El hermano Mark le había explicado a Simon que la fortaleza de Wallingford se asentaba sobre un suelo rocoso. Por eso era imposible cavar un pozo en el interior de las empalizadas. Pero Brian FitzCount, el señor del castillo, había hecho excavar una galería desde el sótano del almacén de provisiones hasta el río, que se había revestido con ladrillos, para suministrar agua a la guarnición. Los monjes no sabían cuál era con exactitud la longitud de ese túnel; pero alguien lo había atravesado ya una vez. O al menos eso habían oído…

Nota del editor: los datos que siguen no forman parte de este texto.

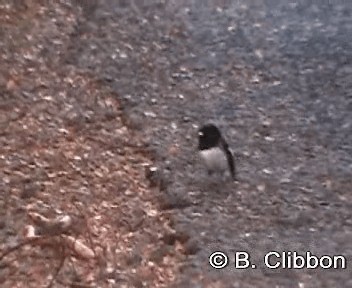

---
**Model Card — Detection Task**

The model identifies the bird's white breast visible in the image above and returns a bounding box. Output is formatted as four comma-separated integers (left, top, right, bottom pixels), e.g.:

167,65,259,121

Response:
199,147,227,171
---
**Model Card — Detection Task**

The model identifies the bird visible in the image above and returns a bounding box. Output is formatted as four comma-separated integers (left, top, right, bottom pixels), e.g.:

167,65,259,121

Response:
198,123,236,180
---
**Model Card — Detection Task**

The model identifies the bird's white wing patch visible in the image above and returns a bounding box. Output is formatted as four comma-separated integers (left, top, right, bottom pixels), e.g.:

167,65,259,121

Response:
199,147,228,171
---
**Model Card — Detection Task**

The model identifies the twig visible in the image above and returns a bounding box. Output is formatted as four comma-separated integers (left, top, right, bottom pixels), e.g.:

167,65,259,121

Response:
47,244,66,288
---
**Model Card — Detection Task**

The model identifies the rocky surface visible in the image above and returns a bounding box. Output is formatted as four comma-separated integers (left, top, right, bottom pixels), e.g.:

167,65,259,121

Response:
1,0,352,287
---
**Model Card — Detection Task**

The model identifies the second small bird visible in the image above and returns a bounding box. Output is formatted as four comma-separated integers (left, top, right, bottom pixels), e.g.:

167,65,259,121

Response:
198,124,236,180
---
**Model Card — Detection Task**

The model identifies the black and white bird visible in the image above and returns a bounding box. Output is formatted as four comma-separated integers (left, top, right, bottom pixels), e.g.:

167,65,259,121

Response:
198,124,236,180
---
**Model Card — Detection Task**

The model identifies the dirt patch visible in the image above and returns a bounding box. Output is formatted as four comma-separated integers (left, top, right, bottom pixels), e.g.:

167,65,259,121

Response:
0,3,183,287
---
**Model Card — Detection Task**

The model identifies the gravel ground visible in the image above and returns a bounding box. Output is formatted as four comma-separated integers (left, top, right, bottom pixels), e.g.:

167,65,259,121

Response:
0,0,352,288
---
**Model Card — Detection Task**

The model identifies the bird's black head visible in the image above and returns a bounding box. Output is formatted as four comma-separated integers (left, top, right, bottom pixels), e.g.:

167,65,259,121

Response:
198,124,221,150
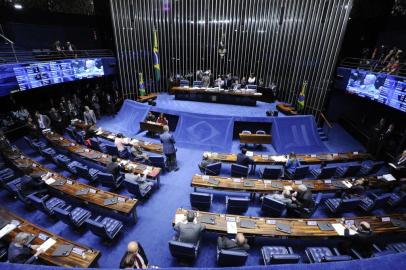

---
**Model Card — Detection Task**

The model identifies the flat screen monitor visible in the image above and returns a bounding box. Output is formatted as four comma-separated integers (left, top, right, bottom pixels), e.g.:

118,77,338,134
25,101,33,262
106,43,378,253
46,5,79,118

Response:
346,69,406,112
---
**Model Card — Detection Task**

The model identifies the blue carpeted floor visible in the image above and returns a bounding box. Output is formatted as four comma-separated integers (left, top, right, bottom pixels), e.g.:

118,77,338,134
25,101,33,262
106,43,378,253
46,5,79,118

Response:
0,97,402,268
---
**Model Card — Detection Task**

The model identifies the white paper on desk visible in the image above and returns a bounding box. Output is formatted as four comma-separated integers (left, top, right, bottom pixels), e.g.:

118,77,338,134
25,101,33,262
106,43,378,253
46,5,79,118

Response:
331,223,357,236
227,222,237,234
175,214,186,224
37,238,56,252
45,177,56,185
0,224,17,239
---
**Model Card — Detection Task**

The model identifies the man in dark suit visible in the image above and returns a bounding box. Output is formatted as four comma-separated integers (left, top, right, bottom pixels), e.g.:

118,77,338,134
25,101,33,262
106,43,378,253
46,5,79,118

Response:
120,241,151,269
174,211,205,244
217,233,250,251
237,148,253,167
160,126,179,171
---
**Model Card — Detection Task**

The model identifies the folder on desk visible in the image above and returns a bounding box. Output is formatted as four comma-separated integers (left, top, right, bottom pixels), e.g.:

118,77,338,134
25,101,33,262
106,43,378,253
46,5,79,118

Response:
317,221,334,231
276,222,292,234
103,197,118,206
52,244,73,257
199,216,216,225
207,178,220,186
76,188,89,195
240,219,257,229
244,181,254,187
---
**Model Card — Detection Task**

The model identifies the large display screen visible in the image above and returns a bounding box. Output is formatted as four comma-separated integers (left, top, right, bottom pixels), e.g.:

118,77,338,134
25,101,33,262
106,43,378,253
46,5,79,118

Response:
14,58,104,91
346,69,406,112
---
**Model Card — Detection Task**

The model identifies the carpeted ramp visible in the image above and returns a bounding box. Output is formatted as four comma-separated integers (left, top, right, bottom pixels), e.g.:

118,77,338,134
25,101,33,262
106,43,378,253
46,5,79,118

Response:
98,99,150,136
174,113,233,151
272,115,327,154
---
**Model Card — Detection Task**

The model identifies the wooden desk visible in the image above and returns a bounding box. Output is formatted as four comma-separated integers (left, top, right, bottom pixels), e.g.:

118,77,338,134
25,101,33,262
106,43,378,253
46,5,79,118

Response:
171,86,262,106
0,207,100,268
276,103,298,115
172,208,406,238
239,133,272,144
137,93,158,103
4,149,138,221
43,131,161,186
72,120,163,154
191,174,398,194
205,152,372,165
140,121,164,133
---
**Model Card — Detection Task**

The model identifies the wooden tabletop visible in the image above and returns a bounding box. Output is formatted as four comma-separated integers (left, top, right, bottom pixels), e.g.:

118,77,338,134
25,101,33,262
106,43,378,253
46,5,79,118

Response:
44,131,161,179
239,133,272,144
191,174,393,193
0,207,100,268
201,152,372,165
4,149,138,216
171,86,262,98
172,208,406,237
72,120,163,154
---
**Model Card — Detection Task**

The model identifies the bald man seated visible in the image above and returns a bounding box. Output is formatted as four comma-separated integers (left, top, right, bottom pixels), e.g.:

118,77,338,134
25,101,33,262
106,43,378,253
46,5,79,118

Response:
120,241,151,269
217,233,250,251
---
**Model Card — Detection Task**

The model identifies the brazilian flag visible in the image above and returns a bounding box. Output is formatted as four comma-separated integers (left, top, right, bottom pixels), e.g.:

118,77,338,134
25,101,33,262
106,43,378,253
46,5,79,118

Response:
297,81,307,112
138,73,146,96
153,30,161,82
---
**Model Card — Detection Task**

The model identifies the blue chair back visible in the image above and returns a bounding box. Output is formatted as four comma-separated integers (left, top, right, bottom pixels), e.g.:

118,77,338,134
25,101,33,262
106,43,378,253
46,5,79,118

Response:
190,192,213,210
231,164,248,177
226,196,250,213
261,196,286,217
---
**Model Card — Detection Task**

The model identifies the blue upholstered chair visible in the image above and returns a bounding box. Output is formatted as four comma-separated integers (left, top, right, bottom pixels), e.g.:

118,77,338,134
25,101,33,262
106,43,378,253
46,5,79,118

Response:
261,196,287,217
54,206,92,228
259,165,283,179
226,196,250,214
386,242,406,253
190,192,213,210
168,240,200,260
106,144,119,157
359,161,385,175
217,248,248,266
97,172,124,189
359,192,392,212
337,164,361,178
123,179,154,199
231,164,249,178
305,247,352,263
285,166,309,179
27,194,65,215
85,216,123,240
311,167,337,179
325,197,362,213
202,162,222,175
261,246,300,265
75,165,100,183
148,156,166,169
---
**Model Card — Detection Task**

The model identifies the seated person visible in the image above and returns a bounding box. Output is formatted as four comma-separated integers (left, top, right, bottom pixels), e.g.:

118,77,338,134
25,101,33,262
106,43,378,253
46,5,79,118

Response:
174,211,205,244
120,241,149,269
289,184,314,209
145,112,156,122
156,113,168,126
217,233,250,251
8,232,43,264
237,148,253,167
106,156,121,178
285,152,300,170
265,186,292,205
198,153,216,173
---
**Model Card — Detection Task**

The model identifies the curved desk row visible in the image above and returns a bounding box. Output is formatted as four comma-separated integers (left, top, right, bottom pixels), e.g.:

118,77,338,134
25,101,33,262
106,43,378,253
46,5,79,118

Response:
4,146,138,220
43,131,161,186
0,207,100,268
172,208,406,237
72,119,163,154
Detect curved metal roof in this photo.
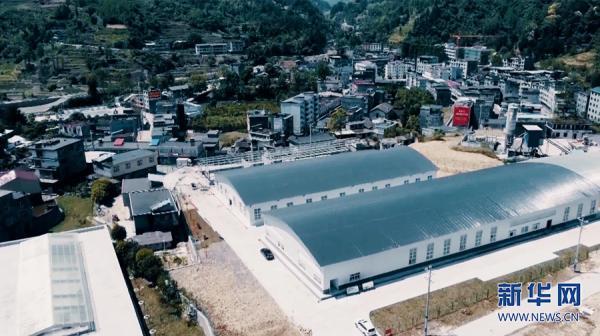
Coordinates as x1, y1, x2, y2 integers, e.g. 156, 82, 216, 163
215, 147, 437, 205
265, 159, 600, 266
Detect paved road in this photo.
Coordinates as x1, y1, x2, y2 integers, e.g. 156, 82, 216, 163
452, 266, 600, 336
165, 168, 600, 336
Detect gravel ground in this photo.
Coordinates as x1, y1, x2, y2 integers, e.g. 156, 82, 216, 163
512, 293, 600, 336
410, 137, 502, 177
171, 242, 300, 336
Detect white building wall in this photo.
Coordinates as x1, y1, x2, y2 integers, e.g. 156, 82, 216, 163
215, 170, 437, 226
266, 194, 600, 291
94, 151, 158, 177
587, 89, 600, 122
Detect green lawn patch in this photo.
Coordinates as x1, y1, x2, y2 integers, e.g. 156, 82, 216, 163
50, 196, 92, 232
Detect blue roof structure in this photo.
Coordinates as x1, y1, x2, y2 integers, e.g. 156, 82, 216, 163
265, 161, 600, 266
215, 147, 437, 205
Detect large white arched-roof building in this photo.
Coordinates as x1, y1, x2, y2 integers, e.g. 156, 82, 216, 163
265, 153, 600, 293
214, 147, 437, 225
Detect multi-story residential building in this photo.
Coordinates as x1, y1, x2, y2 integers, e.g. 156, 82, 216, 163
458, 46, 490, 65
129, 188, 181, 235
450, 60, 477, 78
196, 41, 244, 55
539, 80, 565, 115
29, 138, 86, 184
416, 56, 439, 74
502, 56, 533, 71
406, 72, 429, 89
444, 42, 456, 60
384, 61, 415, 80
93, 149, 157, 178
587, 86, 600, 123
575, 91, 590, 118
362, 43, 383, 52
340, 94, 369, 113
281, 92, 319, 135
58, 121, 90, 138
419, 105, 444, 128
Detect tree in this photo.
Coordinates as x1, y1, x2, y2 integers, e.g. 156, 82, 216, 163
110, 223, 127, 241
92, 178, 112, 204
317, 61, 331, 80
86, 74, 98, 98
115, 240, 140, 269
327, 107, 346, 131
394, 88, 434, 125
188, 73, 207, 92
491, 53, 502, 66
405, 115, 421, 133
135, 248, 163, 282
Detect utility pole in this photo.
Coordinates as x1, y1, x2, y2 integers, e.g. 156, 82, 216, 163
573, 217, 588, 273
423, 265, 431, 336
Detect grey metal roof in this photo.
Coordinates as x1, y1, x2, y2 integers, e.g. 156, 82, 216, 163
131, 231, 173, 246
215, 147, 437, 205
129, 189, 177, 216
30, 138, 81, 150
111, 149, 156, 164
121, 177, 152, 194
265, 161, 600, 266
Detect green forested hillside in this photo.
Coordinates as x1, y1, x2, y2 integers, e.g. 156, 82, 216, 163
0, 0, 328, 61
330, 0, 600, 59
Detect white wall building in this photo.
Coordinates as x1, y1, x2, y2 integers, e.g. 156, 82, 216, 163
215, 147, 437, 225
0, 226, 144, 336
587, 86, 600, 122
416, 56, 439, 74
265, 153, 600, 293
92, 149, 158, 178
539, 80, 565, 116
281, 92, 319, 135
385, 61, 415, 80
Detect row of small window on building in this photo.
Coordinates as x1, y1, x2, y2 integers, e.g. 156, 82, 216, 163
408, 200, 596, 265
408, 226, 498, 265
254, 175, 433, 220
113, 157, 154, 173
563, 200, 596, 222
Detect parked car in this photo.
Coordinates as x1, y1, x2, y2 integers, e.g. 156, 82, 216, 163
260, 247, 275, 260
354, 319, 377, 336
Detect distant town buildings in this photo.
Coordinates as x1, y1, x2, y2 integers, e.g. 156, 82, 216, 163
93, 149, 158, 179
587, 87, 600, 122
29, 138, 86, 185
281, 92, 320, 135
195, 41, 244, 55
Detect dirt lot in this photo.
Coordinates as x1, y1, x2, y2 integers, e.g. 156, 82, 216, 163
171, 241, 300, 336
179, 195, 222, 248
371, 252, 600, 336
133, 279, 204, 336
512, 293, 600, 336
410, 136, 502, 177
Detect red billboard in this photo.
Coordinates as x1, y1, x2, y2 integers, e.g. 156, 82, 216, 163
452, 105, 471, 127
148, 90, 160, 100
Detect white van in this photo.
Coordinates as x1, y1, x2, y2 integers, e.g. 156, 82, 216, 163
354, 319, 377, 336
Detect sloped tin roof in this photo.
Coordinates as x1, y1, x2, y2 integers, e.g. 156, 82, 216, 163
216, 147, 437, 205
265, 155, 600, 266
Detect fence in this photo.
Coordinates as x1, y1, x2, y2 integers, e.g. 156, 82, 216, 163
370, 245, 600, 333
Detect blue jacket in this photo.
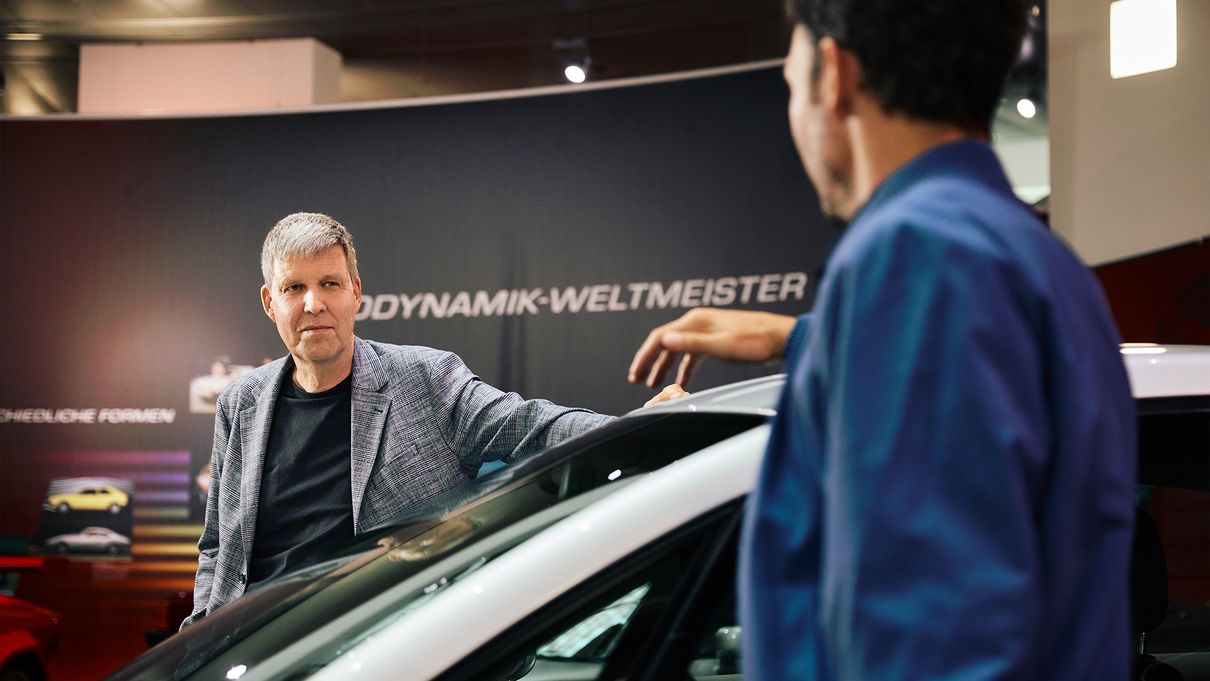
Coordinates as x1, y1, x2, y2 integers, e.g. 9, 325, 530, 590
741, 140, 1135, 681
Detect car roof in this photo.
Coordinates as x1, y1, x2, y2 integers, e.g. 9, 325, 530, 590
1122, 342, 1210, 399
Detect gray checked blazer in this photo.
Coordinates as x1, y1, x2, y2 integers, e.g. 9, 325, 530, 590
182, 339, 611, 629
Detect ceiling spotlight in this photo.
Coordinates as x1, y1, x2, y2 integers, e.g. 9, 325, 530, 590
563, 64, 588, 83
554, 36, 593, 83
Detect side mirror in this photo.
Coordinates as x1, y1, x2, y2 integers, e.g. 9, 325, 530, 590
505, 653, 537, 681
714, 627, 744, 674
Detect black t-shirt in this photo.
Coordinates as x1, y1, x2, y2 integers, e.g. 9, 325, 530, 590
248, 367, 353, 585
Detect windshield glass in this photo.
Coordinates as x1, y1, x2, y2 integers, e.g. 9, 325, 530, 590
110, 412, 764, 681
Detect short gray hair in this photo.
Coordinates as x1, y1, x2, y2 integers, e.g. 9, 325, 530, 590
260, 213, 358, 287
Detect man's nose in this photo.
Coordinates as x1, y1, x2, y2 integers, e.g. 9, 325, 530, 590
303, 289, 323, 314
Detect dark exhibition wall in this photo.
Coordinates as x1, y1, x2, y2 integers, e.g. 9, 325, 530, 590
0, 68, 835, 679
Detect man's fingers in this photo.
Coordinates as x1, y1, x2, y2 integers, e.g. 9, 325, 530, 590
627, 327, 664, 383
647, 350, 678, 388
676, 353, 704, 386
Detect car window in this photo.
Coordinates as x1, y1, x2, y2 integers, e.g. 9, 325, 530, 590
439, 503, 739, 681
1131, 398, 1210, 679
111, 414, 764, 681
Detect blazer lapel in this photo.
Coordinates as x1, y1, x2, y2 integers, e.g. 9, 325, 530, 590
240, 362, 293, 560
350, 337, 391, 535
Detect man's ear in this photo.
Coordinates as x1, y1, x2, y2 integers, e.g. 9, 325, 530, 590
260, 285, 277, 322
817, 36, 862, 119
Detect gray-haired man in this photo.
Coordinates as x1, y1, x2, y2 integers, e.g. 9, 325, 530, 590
182, 213, 610, 628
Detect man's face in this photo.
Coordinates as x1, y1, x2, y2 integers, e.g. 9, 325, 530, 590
260, 246, 362, 365
784, 23, 853, 219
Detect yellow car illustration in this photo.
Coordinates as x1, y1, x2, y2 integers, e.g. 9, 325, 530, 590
46, 485, 131, 513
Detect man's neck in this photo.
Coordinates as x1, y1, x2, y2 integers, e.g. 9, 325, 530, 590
293, 356, 353, 393
848, 115, 986, 218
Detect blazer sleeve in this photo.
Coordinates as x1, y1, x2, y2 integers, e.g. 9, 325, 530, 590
180, 398, 231, 629
425, 351, 613, 468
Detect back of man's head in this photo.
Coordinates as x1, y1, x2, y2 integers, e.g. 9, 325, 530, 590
789, 0, 1026, 135
260, 213, 358, 287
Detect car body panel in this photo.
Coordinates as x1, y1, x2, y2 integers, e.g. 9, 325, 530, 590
0, 595, 61, 669
46, 485, 129, 510
307, 426, 770, 681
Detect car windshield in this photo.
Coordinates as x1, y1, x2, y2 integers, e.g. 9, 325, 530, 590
109, 412, 764, 681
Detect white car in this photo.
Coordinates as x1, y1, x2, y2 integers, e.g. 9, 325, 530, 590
111, 350, 1210, 681
42, 527, 131, 555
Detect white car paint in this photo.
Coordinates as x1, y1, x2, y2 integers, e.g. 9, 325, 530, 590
220, 345, 1210, 681
300, 425, 770, 681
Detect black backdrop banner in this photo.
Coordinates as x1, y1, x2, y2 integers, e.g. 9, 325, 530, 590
0, 68, 832, 423
0, 61, 835, 677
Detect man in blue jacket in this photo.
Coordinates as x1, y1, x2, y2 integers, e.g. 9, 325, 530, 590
629, 0, 1135, 681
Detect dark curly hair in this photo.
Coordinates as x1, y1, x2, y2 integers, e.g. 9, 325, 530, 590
788, 0, 1026, 134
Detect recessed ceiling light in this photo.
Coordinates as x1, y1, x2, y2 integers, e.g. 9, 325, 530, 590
1110, 0, 1176, 79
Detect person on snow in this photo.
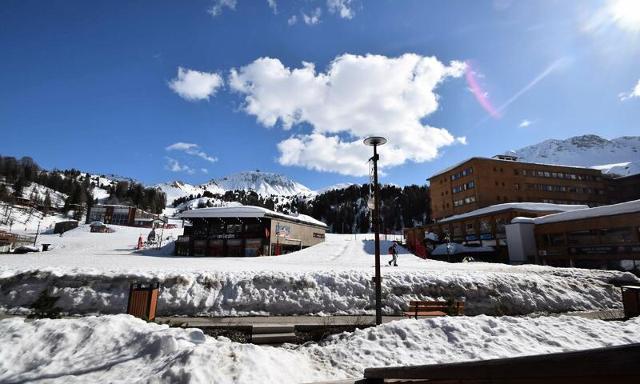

Simon y los siameses volvieron al interior del granero, cogieron sus bultos y se los ciñeron al cuerpo.
—Los fuegos de campamento están demasiado juntos. ¿Cómo piensas pasar a través de ellos? —preguntó Wulfric.
—De ninguna manera —respondió Simon—. Me meteré en el agua fuera del anillo de sitio y nadaré. Podéis acompañarme hasta la abertura de la conducción de agua.
Sus amigos asintieron con la cabeza, y luego Godric preguntó:
—¿Has perdido aunque solo sea un momento en pensar cómo saldrás de ahí? Espero que no te hayas propuesto nadar contra corriente.
—No.
Pero él mismo no tenía ni idea de qué iba a hacer en lugar de eso.
La noche de septiembre era fría. Silenciosamente se deslizaron en el agua, que les llegaba hasta las caderas, y avanzaron poco a poco hacia el castillo. A unos veinte pasos del fuego de campamento de la orilla se detuvieron y Simon le tendió a Wulfric la flecha a la que había fijado la carta con el sello. Wulfric la colocó en posición y tensó el arco. La flecha salió disparada de la cuerda y desapareció en la noche.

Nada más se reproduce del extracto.